In Watermelon Sugar

Henry Miller: Black Spring

... and other excerpts that ring true:

"One passes imperceptibly from one scene, one age, one life to another. Suddenly, walking down a street, be it real or be it a dream, one realizes for the first time that the years have flown, that all this has passed forever and will live on only in memory; and then the memory turns inward with a strange, clutching brilliance and one goes over these scenes and incidents perpetually and reverie, while walking a street, while lying with a wo/man, while reading a book, while talking with a stranger... suddenly but always with terrific insistance and always with terrific accuracy,these memeories intrude, rise up like ghosts and permeate ever fiber of one's being. henceforward everything moves on shifting levels- our thoughts, our dreams, our actions, our whole life.

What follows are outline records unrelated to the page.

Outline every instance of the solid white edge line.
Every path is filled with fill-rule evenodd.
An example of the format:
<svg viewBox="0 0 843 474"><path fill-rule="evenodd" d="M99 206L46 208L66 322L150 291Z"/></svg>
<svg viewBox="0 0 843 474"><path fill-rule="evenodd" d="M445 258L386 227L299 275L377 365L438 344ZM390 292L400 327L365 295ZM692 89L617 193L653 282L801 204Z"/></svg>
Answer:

A parallelogram in which we drop from one platform of our scaffold to another. Henceforward we walk split into myriad fragments, like an insect with a hundred feet, a centapede with soft-stirring fee that drinks in the atmosphere; we walk with sensitive filaments that drink avidly of past and future, and all things melt into a music of sorrow; we walk against a united world, asserting our dividedness. All things, as we walk, splitting with us into a myriad of iridecent fragments. The great fragmentation of maturity. The great change. In youth we were whole and the terror and pain of the world penetrated us through and through. There was no sharp separation between joy and sorrow: they fused into one, as our walking life fuses with dream and sleep. We rose one being in the morning and at night we went down into an ocean, drowned out completely, clutching the stars and the fever of the day."